C code for encrypting with, and breaking The Vignère cipher

Here you can find C source code for the attack described in class Feb 1. I wrote two programs, one for encrypting/decrypting using a keyword, one for stripping out the keyword.

Get the code

The source code resides in these two files, vig.c and crackvig.c. Compile and run them like so:

bingsun2% gcc -ansi -o vig.exe vig.c
bingsun2% gcc -ansi -o crackvig.exe crackvig.c -lm

bingsun2% cat > test_input.txt
When all you have is a hammer, everything looks like a nail.
^D (Ctrl-D)

bingsun2% ./vig.exe BLAH < test_input.txt
You chose the password BLAH
Ytfv cxm gqg iixq ja c tbuoqs, mxqsgvtjvi xpwme mqmq b vcum.

You can decrypt by adding a -d flag after vig.exe. Try it out with different passwords before running the cracking software.

Running the cracking program:

Take a text file with several hundred characters, and encrypt using ./vig.exe blah < input.txt > ciphertext.txt.
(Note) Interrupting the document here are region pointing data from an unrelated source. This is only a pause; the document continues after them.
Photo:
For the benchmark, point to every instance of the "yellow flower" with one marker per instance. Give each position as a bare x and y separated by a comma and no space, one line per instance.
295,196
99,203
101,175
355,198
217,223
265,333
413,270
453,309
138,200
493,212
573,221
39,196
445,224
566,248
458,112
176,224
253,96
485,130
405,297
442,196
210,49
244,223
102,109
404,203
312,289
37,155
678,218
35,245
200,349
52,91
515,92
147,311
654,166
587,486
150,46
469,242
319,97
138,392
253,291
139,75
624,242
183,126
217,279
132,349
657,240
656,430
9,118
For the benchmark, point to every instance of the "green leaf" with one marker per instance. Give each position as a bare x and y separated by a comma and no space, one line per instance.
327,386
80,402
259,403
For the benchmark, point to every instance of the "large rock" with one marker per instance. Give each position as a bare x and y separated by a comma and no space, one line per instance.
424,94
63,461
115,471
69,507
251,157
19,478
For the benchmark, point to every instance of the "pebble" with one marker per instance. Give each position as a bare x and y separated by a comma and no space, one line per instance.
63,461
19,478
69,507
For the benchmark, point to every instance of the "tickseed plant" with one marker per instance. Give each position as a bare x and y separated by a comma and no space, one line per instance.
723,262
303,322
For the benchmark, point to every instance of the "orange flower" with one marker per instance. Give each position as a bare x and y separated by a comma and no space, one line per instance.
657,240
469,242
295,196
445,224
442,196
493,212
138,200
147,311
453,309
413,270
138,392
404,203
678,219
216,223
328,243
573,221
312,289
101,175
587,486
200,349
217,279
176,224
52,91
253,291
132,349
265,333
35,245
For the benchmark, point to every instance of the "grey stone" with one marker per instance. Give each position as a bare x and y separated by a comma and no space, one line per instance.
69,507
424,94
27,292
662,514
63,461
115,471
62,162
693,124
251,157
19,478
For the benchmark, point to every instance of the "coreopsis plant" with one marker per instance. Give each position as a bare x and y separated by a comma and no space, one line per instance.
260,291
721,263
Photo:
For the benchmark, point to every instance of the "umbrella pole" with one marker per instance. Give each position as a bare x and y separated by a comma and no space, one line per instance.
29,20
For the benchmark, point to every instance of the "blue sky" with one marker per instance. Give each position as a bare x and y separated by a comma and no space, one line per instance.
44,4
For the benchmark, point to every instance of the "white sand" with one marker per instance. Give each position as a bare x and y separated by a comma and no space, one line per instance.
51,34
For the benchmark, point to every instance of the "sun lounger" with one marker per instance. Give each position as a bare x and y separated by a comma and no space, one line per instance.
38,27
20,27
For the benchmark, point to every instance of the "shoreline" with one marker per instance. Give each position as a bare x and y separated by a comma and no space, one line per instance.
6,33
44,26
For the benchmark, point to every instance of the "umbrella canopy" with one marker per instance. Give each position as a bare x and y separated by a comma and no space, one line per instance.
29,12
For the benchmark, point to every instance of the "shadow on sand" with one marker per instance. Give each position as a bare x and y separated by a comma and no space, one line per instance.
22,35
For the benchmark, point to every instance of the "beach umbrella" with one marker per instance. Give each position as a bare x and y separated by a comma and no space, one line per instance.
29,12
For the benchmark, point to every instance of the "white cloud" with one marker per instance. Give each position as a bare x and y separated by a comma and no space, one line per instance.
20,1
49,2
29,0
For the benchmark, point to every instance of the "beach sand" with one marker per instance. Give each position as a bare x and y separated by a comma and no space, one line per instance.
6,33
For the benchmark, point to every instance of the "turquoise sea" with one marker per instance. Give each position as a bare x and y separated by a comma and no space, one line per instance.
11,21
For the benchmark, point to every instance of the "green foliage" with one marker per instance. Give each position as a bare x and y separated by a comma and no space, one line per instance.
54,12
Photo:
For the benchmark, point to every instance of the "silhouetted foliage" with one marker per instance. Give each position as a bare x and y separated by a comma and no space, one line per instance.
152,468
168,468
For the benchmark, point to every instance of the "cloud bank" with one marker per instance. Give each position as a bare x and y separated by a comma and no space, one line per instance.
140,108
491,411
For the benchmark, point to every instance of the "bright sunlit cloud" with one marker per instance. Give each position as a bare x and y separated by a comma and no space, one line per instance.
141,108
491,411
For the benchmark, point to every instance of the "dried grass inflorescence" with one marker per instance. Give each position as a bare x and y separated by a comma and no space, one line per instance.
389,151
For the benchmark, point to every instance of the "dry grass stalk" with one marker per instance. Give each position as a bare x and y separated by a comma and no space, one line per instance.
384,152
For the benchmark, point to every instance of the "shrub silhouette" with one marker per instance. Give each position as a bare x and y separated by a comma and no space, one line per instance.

Now, feed the ciphertext into the cracking software like so:

bingsun2% ./vig.exe shelf < plain.txt > cipher.txt

You chose the password shelf

bingsun2% cat cipher.txt | crackvig.exe -1
Guess key length = 1
Guessing key:  L --- confidence -511.052023
bingsun2% cat cipher.txt | crackvig.exe -2
Guess key length = 2
Guessing key:  LL --- confidence -511.052023
bingsun2% cat cipher.txt | crackvig.exe -3
Guess key length = 3
Guessing key:  LSL --- confidence -474.605454
bingsun2% cat cipher.txt | crackvig.exe -4
Guess key length = 4
Guessing key:  LLES --- confidence -508.956592
bingsun2% cat cipher.txt | crackvig.exe -5
Guess key length = 5
Guessing key:  SHELF --- confidence 644.125537
bingsun2% cat cipher.txt | crackvig.exe -6
Guess key length = 6
Guessing key:  LELLSS --- confidence -462.178905
bingsun2% 

Note that all the confidence values are negative until we guess the right key length. Notice also that for any guess, the program tells you the most likely key.

You might notice another phenomenon: when you guess the wrong key length, the computer guesses a meaningless keyword (garbage in, garbage out), but these bad keywords contain letters from the real keyword. Why?